You are mixing up turns ratio and PU. These fault values are well known for protection engineers. No matter what the turns ratio of the transformer is- if you have a line to ground fault on the wye side the 1pu appears as 0.577 pu on the delta secondary side. You are also missing an important point about the 30°. I admit I did not derive it fully and I have been meaning to do this. Here it is below.


----------



## tmntjmc (Feb 4, 2021)

What's the best way to memorize the fault symmetrical components formulas? the reference guide gives us very basic fault diagrams with no real values.. Any advice would be greatly appreciated.


----------



## COJeff (Feb 4, 2021)

tmntjmc said:


> What's the best way to memorize the fault symmetrical components formulas? the reference guide gives us very basic fault diagrams with no real values.. Any advice would be greatly appreciated.


There are no formulas to memorize. If you look at chapter 5 of the NCEES reference manual the current relation ships are listed. All you need to do is apply Kirkhoff laws!


----------



## akyip (Feb 4, 2021)

I learned these fault circuit diagrams from Zach Stone's Electrical PE Review course. The way he taught is made it quite easy for me to remember and draw out the circuit analysis diagrams for each type of fault.

If anyone has any questions or thinks you see something wrong with these diagrams, feel free to let me know.


----------



## Cram For The PE (Feb 5, 2021)

tmntjmc said:


> What's the best way to memorize the fault symmetrical components formulas? the reference guide gives us very basic fault diagrams with no real values.. Any advice would be greatly appreciated.

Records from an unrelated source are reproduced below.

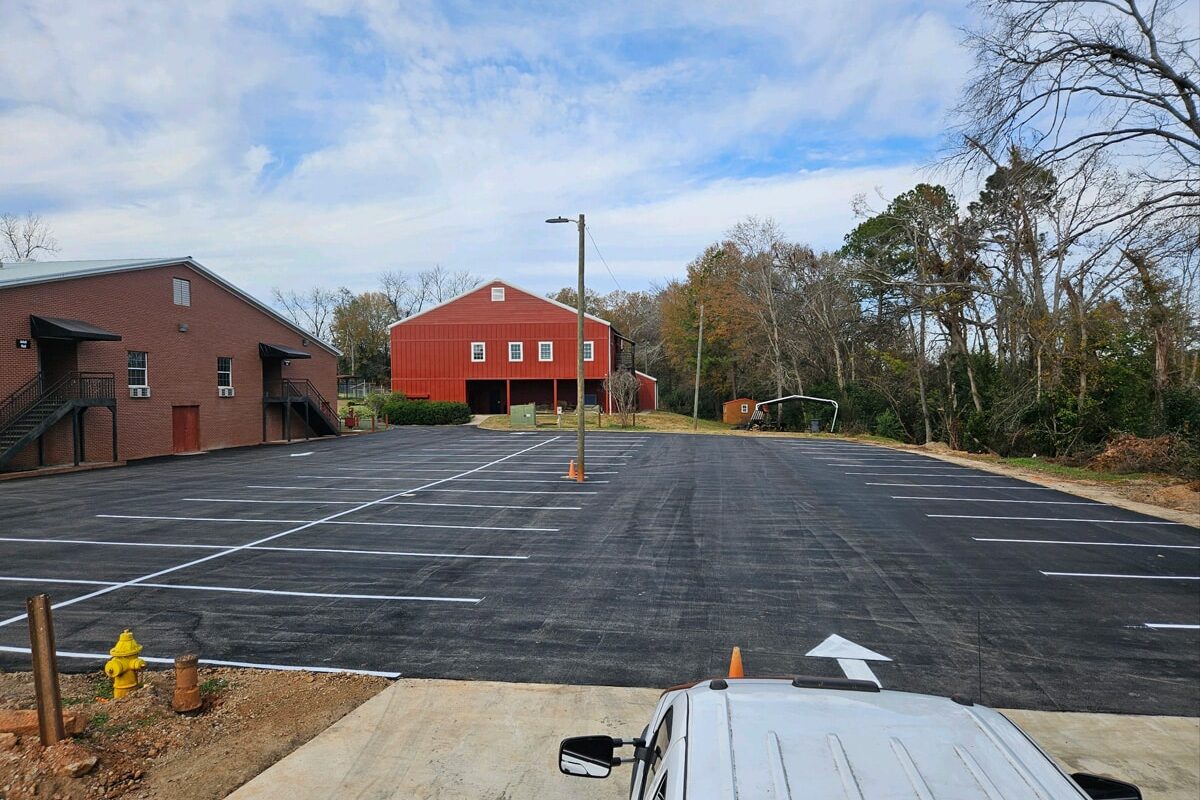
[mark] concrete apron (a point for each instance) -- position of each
(499, 741)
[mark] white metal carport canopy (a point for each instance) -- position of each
(819, 400)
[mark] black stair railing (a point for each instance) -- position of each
(298, 389)
(19, 402)
(73, 385)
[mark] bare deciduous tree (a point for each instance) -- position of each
(312, 310)
(622, 388)
(1069, 79)
(23, 239)
(412, 293)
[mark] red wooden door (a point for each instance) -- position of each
(185, 427)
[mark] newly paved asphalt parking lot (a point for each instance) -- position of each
(462, 553)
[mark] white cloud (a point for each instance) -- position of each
(250, 140)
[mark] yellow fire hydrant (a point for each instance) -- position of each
(125, 667)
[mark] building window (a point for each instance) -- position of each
(137, 368)
(181, 292)
(225, 371)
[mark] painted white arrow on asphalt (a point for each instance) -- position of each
(851, 657)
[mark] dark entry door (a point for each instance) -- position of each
(185, 427)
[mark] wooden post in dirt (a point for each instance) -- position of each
(46, 669)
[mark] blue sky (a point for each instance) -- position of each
(292, 143)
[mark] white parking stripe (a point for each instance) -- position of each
(241, 590)
(323, 522)
(1061, 503)
(967, 486)
(499, 492)
(1107, 575)
(1062, 541)
(474, 480)
(1115, 522)
(389, 503)
(277, 549)
(959, 475)
(214, 662)
(1171, 626)
(105, 590)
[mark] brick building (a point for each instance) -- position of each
(497, 346)
(129, 359)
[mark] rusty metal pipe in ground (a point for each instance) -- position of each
(187, 686)
(46, 669)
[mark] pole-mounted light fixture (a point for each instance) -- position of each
(579, 347)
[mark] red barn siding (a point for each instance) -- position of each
(431, 352)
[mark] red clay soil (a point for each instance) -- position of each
(138, 747)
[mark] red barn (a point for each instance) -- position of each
(499, 344)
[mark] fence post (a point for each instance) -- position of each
(46, 669)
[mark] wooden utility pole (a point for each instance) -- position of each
(46, 669)
(695, 397)
(579, 350)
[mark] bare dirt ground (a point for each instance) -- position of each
(1144, 495)
(143, 750)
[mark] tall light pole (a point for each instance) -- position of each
(579, 352)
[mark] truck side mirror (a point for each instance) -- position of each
(586, 756)
(1105, 788)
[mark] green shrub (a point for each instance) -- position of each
(400, 410)
(887, 425)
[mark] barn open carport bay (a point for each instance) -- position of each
(462, 553)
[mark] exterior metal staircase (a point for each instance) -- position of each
(35, 408)
(301, 396)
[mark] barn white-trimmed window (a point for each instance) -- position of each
(181, 292)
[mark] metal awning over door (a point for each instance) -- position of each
(57, 328)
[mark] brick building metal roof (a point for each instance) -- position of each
(18, 274)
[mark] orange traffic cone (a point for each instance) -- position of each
(736, 665)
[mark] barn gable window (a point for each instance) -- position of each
(181, 292)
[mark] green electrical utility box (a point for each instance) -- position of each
(523, 416)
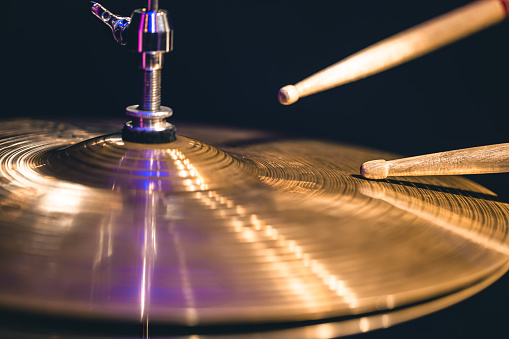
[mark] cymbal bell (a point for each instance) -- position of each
(248, 231)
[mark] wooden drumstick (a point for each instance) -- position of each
(475, 160)
(401, 48)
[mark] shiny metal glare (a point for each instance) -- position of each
(245, 231)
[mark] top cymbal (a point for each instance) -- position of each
(187, 234)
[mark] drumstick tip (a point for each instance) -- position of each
(375, 169)
(288, 95)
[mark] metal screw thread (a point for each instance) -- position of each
(150, 96)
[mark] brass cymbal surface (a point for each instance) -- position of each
(240, 228)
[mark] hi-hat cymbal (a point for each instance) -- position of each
(253, 230)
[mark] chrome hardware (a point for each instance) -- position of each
(118, 24)
(149, 33)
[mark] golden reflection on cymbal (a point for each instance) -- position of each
(189, 234)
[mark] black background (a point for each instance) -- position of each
(230, 59)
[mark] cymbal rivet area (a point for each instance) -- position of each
(149, 33)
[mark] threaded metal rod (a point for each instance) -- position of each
(153, 5)
(150, 95)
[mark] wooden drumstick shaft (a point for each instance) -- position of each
(401, 48)
(475, 160)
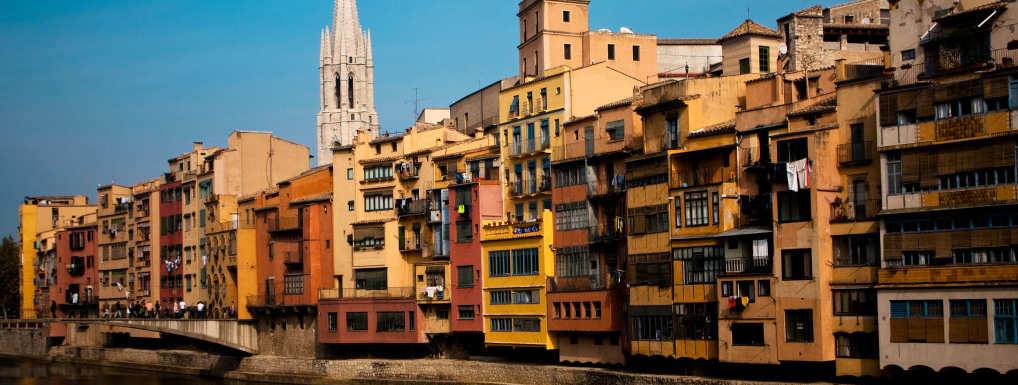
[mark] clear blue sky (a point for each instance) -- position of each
(100, 92)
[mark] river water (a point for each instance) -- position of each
(32, 372)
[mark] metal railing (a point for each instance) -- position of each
(853, 210)
(748, 265)
(411, 207)
(855, 153)
(389, 292)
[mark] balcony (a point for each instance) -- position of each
(849, 210)
(348, 293)
(854, 154)
(607, 232)
(288, 223)
(748, 265)
(524, 147)
(294, 258)
(407, 171)
(410, 207)
(529, 186)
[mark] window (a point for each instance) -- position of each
(796, 264)
(464, 276)
(500, 297)
(696, 321)
(571, 216)
(794, 206)
(524, 262)
(502, 324)
(700, 264)
(894, 174)
(1005, 321)
(378, 201)
(652, 270)
(572, 262)
(356, 321)
(498, 264)
(616, 129)
(855, 250)
(378, 172)
(371, 279)
(856, 345)
(917, 321)
(799, 325)
(391, 321)
(464, 231)
(652, 328)
(793, 150)
(333, 321)
(747, 334)
(696, 209)
(293, 284)
(526, 296)
(854, 303)
(968, 321)
(765, 59)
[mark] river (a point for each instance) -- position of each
(32, 372)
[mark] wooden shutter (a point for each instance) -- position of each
(889, 109)
(899, 330)
(958, 330)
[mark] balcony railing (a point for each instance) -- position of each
(389, 292)
(280, 299)
(606, 232)
(527, 186)
(522, 147)
(286, 223)
(411, 207)
(855, 153)
(748, 265)
(854, 209)
(407, 170)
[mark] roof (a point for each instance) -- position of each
(828, 104)
(323, 197)
(687, 42)
(624, 102)
(985, 8)
(717, 129)
(749, 28)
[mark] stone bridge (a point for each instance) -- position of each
(230, 333)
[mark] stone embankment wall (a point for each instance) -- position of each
(301, 371)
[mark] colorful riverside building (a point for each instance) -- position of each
(42, 215)
(392, 264)
(294, 249)
(681, 198)
(76, 273)
(585, 295)
(948, 283)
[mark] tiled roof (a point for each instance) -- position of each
(687, 42)
(749, 28)
(725, 127)
(828, 104)
(998, 5)
(624, 102)
(313, 199)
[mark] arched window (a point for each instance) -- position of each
(349, 90)
(339, 91)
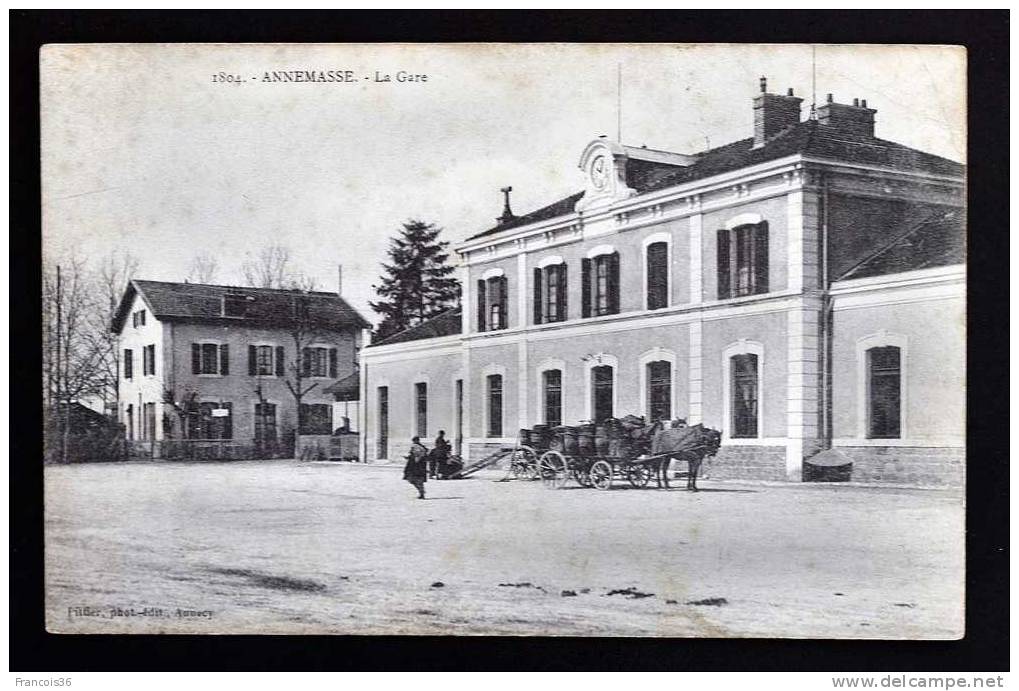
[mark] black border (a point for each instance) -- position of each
(985, 646)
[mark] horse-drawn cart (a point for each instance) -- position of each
(625, 450)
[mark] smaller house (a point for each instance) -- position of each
(216, 363)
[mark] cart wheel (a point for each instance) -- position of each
(601, 475)
(639, 475)
(523, 463)
(553, 470)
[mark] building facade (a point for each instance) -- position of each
(203, 363)
(802, 289)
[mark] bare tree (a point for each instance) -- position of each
(204, 268)
(73, 358)
(270, 268)
(110, 281)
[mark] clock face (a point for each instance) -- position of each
(599, 172)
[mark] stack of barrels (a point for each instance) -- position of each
(611, 437)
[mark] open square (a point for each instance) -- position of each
(284, 546)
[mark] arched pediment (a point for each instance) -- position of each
(604, 166)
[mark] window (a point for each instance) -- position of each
(745, 394)
(600, 284)
(149, 421)
(492, 301)
(550, 294)
(214, 421)
(149, 360)
(315, 419)
(659, 390)
(210, 359)
(421, 399)
(320, 362)
(743, 261)
(383, 441)
(265, 422)
(601, 388)
(657, 275)
(494, 405)
(883, 387)
(552, 393)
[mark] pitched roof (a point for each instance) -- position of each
(445, 324)
(269, 307)
(808, 138)
(939, 240)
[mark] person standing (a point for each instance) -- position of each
(416, 470)
(439, 456)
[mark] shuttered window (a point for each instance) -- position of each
(659, 390)
(494, 382)
(601, 390)
(552, 392)
(745, 394)
(657, 275)
(550, 294)
(421, 408)
(743, 261)
(600, 285)
(885, 392)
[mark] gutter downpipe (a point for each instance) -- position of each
(827, 323)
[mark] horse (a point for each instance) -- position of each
(692, 444)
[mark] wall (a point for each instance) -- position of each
(770, 331)
(142, 388)
(935, 367)
(239, 387)
(438, 371)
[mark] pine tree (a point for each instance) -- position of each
(418, 283)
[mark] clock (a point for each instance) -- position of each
(599, 172)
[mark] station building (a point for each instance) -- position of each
(802, 290)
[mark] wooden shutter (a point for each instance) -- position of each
(723, 278)
(228, 420)
(538, 296)
(613, 282)
(481, 306)
(561, 268)
(585, 280)
(760, 258)
(503, 302)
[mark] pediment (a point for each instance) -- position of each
(604, 165)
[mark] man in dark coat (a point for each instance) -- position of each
(437, 459)
(416, 470)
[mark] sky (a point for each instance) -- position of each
(144, 153)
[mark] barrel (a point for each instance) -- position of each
(570, 442)
(585, 443)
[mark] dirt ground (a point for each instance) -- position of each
(319, 547)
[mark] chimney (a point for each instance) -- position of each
(773, 113)
(507, 214)
(854, 119)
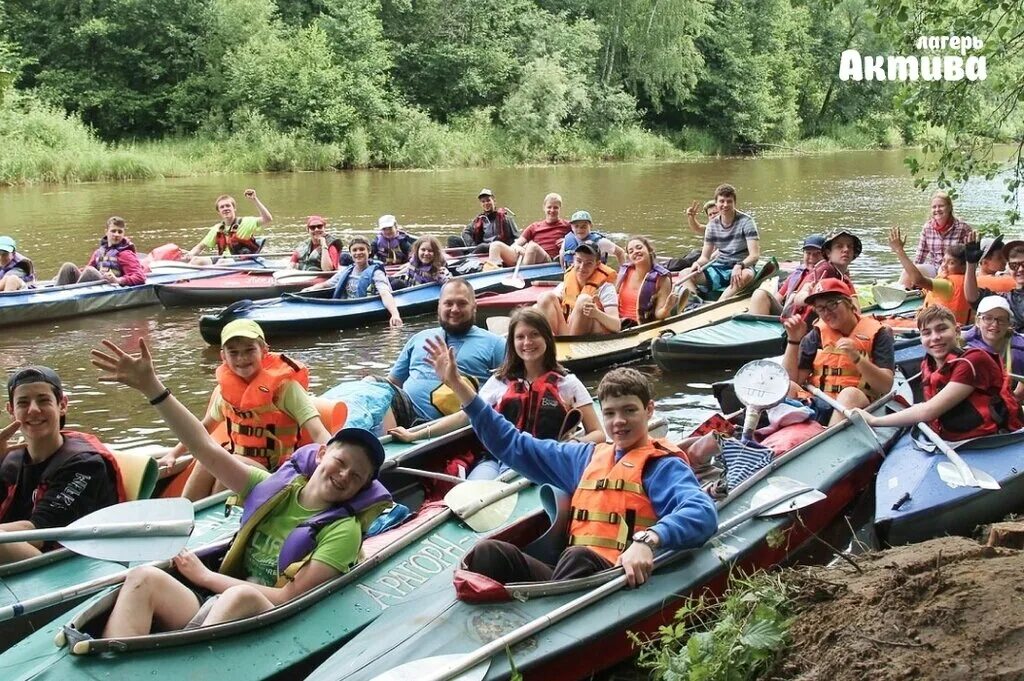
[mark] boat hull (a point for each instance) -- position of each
(305, 313)
(51, 303)
(841, 462)
(226, 290)
(913, 503)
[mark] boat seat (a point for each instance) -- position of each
(550, 545)
(139, 473)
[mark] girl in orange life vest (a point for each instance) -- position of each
(341, 473)
(967, 393)
(586, 301)
(262, 396)
(529, 373)
(947, 288)
(645, 291)
(845, 354)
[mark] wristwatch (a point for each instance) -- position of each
(648, 538)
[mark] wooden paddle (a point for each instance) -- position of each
(473, 666)
(514, 281)
(160, 529)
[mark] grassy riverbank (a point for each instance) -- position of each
(44, 144)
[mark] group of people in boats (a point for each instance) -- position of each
(632, 494)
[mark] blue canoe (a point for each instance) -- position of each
(58, 302)
(311, 312)
(913, 503)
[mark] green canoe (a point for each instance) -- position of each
(425, 635)
(601, 351)
(737, 339)
(404, 562)
(35, 591)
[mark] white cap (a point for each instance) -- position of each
(988, 303)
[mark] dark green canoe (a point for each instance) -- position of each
(737, 339)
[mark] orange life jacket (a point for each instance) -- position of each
(833, 370)
(957, 303)
(610, 505)
(602, 274)
(227, 240)
(256, 428)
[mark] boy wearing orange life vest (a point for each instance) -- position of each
(586, 301)
(845, 354)
(967, 393)
(630, 497)
(261, 397)
(58, 475)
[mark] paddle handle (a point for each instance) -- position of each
(484, 652)
(828, 399)
(107, 530)
(962, 467)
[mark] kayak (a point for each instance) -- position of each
(58, 302)
(35, 591)
(226, 290)
(413, 558)
(311, 312)
(603, 350)
(745, 337)
(916, 499)
(840, 462)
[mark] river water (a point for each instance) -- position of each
(790, 198)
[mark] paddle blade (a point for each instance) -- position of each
(483, 505)
(433, 668)
(130, 549)
(950, 474)
(498, 325)
(779, 487)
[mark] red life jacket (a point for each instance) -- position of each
(75, 443)
(537, 409)
(227, 240)
(985, 412)
(504, 233)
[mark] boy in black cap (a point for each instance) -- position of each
(57, 476)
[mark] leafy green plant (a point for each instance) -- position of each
(734, 638)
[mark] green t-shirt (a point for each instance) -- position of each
(337, 545)
(291, 398)
(247, 229)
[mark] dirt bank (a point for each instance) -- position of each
(949, 608)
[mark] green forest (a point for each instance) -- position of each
(97, 89)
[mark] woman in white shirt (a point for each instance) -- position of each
(530, 389)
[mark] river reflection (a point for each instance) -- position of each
(790, 197)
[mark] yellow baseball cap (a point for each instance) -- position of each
(241, 329)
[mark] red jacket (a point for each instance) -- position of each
(131, 270)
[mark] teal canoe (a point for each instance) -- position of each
(840, 462)
(740, 338)
(400, 564)
(35, 591)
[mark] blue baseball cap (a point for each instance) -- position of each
(814, 241)
(370, 443)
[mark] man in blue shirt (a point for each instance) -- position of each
(478, 353)
(630, 497)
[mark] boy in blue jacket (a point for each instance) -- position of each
(630, 497)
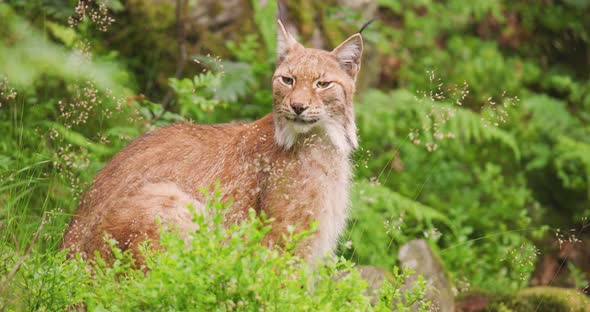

They give it in the reference handbook. The problem listed above is very different though. It is asking this:
"If I have a single line to ground fault occurs on the wye side of the transformer, what does it look like on the delta side"? 
This requires a little bit of thinking and is not simply plug in numbers into a formula. I would not stress this problem to much honestly. The chances of them asking such a question are small. But if you get this problem it really means you understand what is happening. It is also important concept to know.
I once worked at a plant and a single line to ground fault occureed . No one could understand the data from the relays. It was only until they asked me and I showed them this diagram that it become clear to all the engineers what exactly happened.


----------